Watch Iran’s ‘Sham Election’ To See Who’s Rising Within the Regime

‘The regime is picking winners, and Iranians are on to this schtick,’ one observer tells the Sun. Dissidents at home and abroad are urging a boycott, hoping past records for low turnout will be eclipsed on Friday.

Office of the Iranian Supreme Leader via AP
Ayatollah Ali Khamenei at Tehran, Iran, October 19, 2022. Office of the Iranian Supreme Leader via AP

Friday’s elections across Iran are widely seen as an exercise in regime hand-picking rather than a showcase of the Islamic Republic’s representative democracy, as voters are widely expected to shun polling places. Even so, the exercise can be useful in indicating whose stars are rising inside the regime and who has fallen out of favor. 

Top regime officials are urging Iranians to show support for the country’s political process. Voters are being called upon to pick representatives for 290 seats in the Tehran parliament, the Majlis, as well as members of the Assembly of Experts. Yet dissidents at home and abroad are urging a boycott of the “sham election,” where real choice is extremely limited. 

“According to one internal poll, between 20 and 25 percent of eligible voters will actually vote,” an Iran watcher at Tel Aviv University’s Institute for National Security Studies, Beni Sabti, tells the Sun. “Even if they fudge the numbers upwards, they can’t lie too much. The regime is picking winners, and Iranians are on to this schtick.”

Iranians at home and abroad, therefore, are urging a boycott, hoping past records for low turnout will be eclipsed on Friday. 

“I, alongside the informed and proud people from all over Iran” will “stand to declare the illegitimacy of the Islamic Republic and the divide within the oppressive regime and its people through the sanctioning of sham elections,” the October 2023 Nobel peace laureate, Narges Mohammadi, writes from the notorious Evin prison. 

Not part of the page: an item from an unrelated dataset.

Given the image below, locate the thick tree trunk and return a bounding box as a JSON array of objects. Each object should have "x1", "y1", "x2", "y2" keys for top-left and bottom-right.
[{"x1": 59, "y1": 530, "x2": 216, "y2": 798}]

Several regime organs that are largely controlled by Supreme Leader Ali Khamenei are authorized to disqualify candidates who may dissent from the party line, or who are no longer trusted by the powers that be. Earlier this year the Guardian Council, a group of 12 jurists, half of whom are hand-picked by Mr. Khamanei, nixed the candidacy of a former president, Hassan Rouhani, to join the Assembly of Experts.

The most important role of that group of regime loyalists is to handpick the next supreme leader. Its 88 members, known as Mujtahids, are elected to serve a term of eight years. In that time span Mr. Khamenei, who will turn 85 in April and is reported to be in bad health, is likely to leave the stage. 

“Rouhani’s disqualification is important,” the policy director at United Against Nuclear Iran, Jason Brodsky, tells the Sun. “It shows that Khamanei does not take chances by installing people he doesn’t trust” in the Assembly of Experts. “He wants his legacy to be preserved” by ensuring that the next top ayatollah would continue his policies.   

The election for the Majlis is less significant than for the Assembly of Experts. The parliament  no longer has any say on directing policy. The group’s members “are all yes-men, and the little criticism that the regime allowed in the past no longer exists,” Mr. Sabti says.

Mr. Khamenei and other regime officials, nevertheless, are urging Iranians to go out and vote. If nothing else, they say, it will defy “the arrogance,” a term used by the ayatollahs to describe America, Israel, and the West. Mr. Khamenei often accuses these powers of suppressing voter turnout in the country.

As dissent grows in Iran, especially since the September 2022 death of Mahsa Amini at the hands of regime enforcers, boycotting elections has become a popular form of resistance. The ayatollahs insist that the growing protest movement is a creature of outside enemies, which is widely expected to be their explanation Friday if the elections see a new low turnout record. 

“When America opposes the Islamic Republic system, it actually opposes the elections,” Mr. Khamenei said recently. “They don’t say it explicitly, but they try to keep people away from the elections, discourage them, and disappoint them in various ways.”

Everyone should get out and vote to prove “the existence of political vitality in the country,” the Islamic Revolutionary Guard Corps commander, Major General Hossein Salami, added.

Yet, Mr. Khamenei and his top enforcers at the IRGC and other regime oppressors are the main reason Iranians are likely to largely shun the vote. “This is not an election, it’s a selection,” Mr. Brodsky says.

Mr. Khamenei, he adds, “completely gutted the elements of the system that regime proponents considered to be republican.” The ayatollahs are calling on people to vote in an election that means nothing so they can pretend that the Islamic Republic is a democracy, he says: “They want to have their cake and eat it too.”